Oftentimes, there is a lot of friendly rivalry between “the bravest” and “the finest,” but Sunday morning, several uniformed members of the Marco Island Police Department were on hand inside the firehouse next to City Hall, patronizing the Fire-Rescue Foundation’s pancake breakfast.
“It’s really excellent,” said officer George Guyer, sitting with fellow PD members Joe Meek and Jen Lofy. “And a great deal, too.” The police officers might have been in need of nourishment, since the Police Foundation’s Pig Roast, scheduled for the same Sunday, had been canceled.
For six dollars, patrons received “all you can eat” pancakes, scrambled eggs, two kinds of sausage, coffee, milk and orange juice. Marco Island Fire-Rescue Foundation Steve Stefanides, manning the griddle, said, “look how light these are,” lofting one hotcake aloft with his spatula. “These are the pancakes of an angel,” he bragged, presumably referring to the cakes themselves and not the cook.
The hotcakes were selling like, well, hotcakes.
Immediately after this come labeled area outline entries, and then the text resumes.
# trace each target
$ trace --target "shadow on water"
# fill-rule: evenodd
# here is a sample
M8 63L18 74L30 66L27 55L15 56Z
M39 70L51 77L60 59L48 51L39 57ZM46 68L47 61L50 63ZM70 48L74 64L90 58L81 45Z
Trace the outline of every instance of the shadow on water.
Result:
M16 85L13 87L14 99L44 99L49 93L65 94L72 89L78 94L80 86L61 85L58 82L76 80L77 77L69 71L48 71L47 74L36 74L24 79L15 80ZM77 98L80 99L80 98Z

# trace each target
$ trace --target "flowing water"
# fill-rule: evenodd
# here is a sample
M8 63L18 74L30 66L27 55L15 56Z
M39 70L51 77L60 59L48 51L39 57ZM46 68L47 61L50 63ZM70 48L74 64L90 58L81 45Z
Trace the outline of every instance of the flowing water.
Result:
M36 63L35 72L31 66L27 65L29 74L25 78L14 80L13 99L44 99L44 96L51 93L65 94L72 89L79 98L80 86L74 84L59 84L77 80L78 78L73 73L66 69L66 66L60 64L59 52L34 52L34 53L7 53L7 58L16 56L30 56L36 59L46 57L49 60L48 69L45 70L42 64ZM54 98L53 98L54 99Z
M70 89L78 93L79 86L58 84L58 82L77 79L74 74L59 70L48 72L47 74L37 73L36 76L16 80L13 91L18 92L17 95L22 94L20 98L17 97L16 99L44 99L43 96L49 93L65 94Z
With the operation still running as the 12 noon cutoff approached, almost 400 customers had paid to partake.
“Let’s see, that’s 395,” said volunteer Sharon Krohn, wielding a clicker she used to keep track of attendance, while Joan Baptiste handled the cash. “With you, now that’s 396.”
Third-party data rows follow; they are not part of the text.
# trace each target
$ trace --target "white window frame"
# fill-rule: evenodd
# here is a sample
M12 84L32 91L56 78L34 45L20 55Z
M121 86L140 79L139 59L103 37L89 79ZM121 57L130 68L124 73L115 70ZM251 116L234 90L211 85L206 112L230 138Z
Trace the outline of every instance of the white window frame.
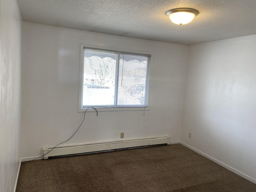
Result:
M79 89L78 96L78 112L84 112L87 109L87 108L83 107L82 104L82 94L83 94L83 77L84 77L84 48L90 48L92 49L98 49L105 50L111 50L116 52L126 52L138 54L144 54L151 55L151 58L149 64L149 77L148 77L148 106L145 107L95 107L97 109L98 111L137 111L137 110L148 110L150 108L150 100L149 100L149 84L150 84L150 66L153 60L153 53L150 52L146 52L143 51L138 51L136 50L130 50L125 49L122 49L116 48L107 47L95 45L91 45L80 44L80 64L79 67ZM88 109L87 112L95 111L93 109Z

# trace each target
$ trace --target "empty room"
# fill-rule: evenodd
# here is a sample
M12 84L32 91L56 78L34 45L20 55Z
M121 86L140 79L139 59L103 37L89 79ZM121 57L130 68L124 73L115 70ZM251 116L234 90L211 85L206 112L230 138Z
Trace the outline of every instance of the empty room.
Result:
M0 192L256 191L254 0L0 2Z

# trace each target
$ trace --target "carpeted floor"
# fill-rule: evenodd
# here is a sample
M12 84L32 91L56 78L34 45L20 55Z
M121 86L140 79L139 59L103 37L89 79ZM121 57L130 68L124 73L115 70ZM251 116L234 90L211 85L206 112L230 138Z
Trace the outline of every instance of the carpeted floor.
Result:
M38 160L17 192L256 192L256 184L180 144Z

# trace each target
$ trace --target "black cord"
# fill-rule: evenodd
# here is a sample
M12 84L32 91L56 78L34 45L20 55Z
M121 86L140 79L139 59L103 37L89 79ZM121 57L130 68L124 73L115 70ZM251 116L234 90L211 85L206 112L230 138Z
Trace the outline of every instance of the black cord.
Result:
M89 109L89 108L92 108L93 109L94 109L96 111L96 112L97 112L97 116L98 116L98 111L97 111L97 110L96 110L96 108L95 108L94 107L89 107L88 108L87 108L86 109L86 110L85 110L85 111L84 112L84 119L83 119L83 121L82 122L82 123L81 123L81 124L80 124L80 125L78 127L78 129L76 130L76 132L75 132L75 133L74 133L73 135L72 136L71 136L70 137L70 138L68 139L68 140L67 140L66 141L64 141L64 142L62 142L62 143L59 143L58 145L57 145L56 146L55 146L53 148L52 148L50 151L48 151L48 152L47 152L45 154L43 154L43 155L42 155L42 156L40 156L39 157L38 157L37 158L36 158L35 159L33 159L33 160L31 160L30 161L27 161L26 162L23 163L23 164L21 164L20 165L20 166L23 165L24 164L26 164L27 163L28 163L29 162L31 162L31 161L34 161L35 160L37 160L37 159L39 159L39 158L42 157L43 156L44 156L45 155L46 155L46 154L48 154L49 153L50 153L51 151L52 151L52 150L53 149L54 149L54 148L55 148L56 147L57 147L58 145L60 145L60 144L62 144L62 143L64 143L66 142L67 141L69 140L71 138L72 138L72 137L73 137L73 136L75 135L75 134L76 134L76 132L77 132L77 131L78 130L78 129L79 129L79 128L80 128L80 127L81 127L81 126L82 125L82 124L83 124L83 123L84 122L84 118L85 117L85 113L86 112L86 111L87 111L87 110L88 110L88 109Z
“We’re still expecting the after church rush,” said Fire-Rescue Foundation board member Peter Guerin, dishing up the scrambled eggs. “Business is going to pick up in a few minutes, when the Catholic church lets out.” Sure enough, an influx of well-dressed patrons refilled the lines, and then the tables, even as the firefighters, helped by their friends from the police, were starting to stack up the chairs, turning the dining room back into the garage that holds the fire trucks on San Marco.
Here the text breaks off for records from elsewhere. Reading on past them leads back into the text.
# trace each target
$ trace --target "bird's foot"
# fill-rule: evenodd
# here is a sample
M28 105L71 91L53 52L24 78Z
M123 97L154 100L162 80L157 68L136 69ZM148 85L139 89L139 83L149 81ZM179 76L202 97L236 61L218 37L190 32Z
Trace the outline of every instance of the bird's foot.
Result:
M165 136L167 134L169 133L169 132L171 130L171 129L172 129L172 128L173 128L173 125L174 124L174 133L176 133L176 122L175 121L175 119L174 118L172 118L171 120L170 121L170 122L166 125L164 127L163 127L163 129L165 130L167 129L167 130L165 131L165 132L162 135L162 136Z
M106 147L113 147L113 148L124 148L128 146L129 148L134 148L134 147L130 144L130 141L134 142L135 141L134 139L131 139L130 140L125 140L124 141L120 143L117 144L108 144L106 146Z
Director Jack Patterson, in charge of the coffee and beverage table, also seemed a little overdressed for a short order barista, but explained he had also just come from serving as an usher at church, and had to dress for that role.
The customers included families with children, and the firefighters delighted the youngsters with close-up looks at their trucks and equipment, not to mention free souvenir firehats. Firefighter Chris Bowden demonstrated a pumper truck to Ben and Matthew Tresidder, visiting from Buckinghamshire, England, and let them try holding the nozzle the department uses to extinguish fires.
“The money we raise here helps with the things the department can’t buy for themselves,” said Guerin. “We help cover expenses, like when one of our firefighters had a sick child who had to go to the hospital in Tampa. Insurance covers the medical bill, but we were able to help with the travel expenses, for them to stay up there with him.”
The Marco Island Fire-Rescue Foundation has been holding the pancake breakfast for three years, said Stefanides, and puts them on twice a year.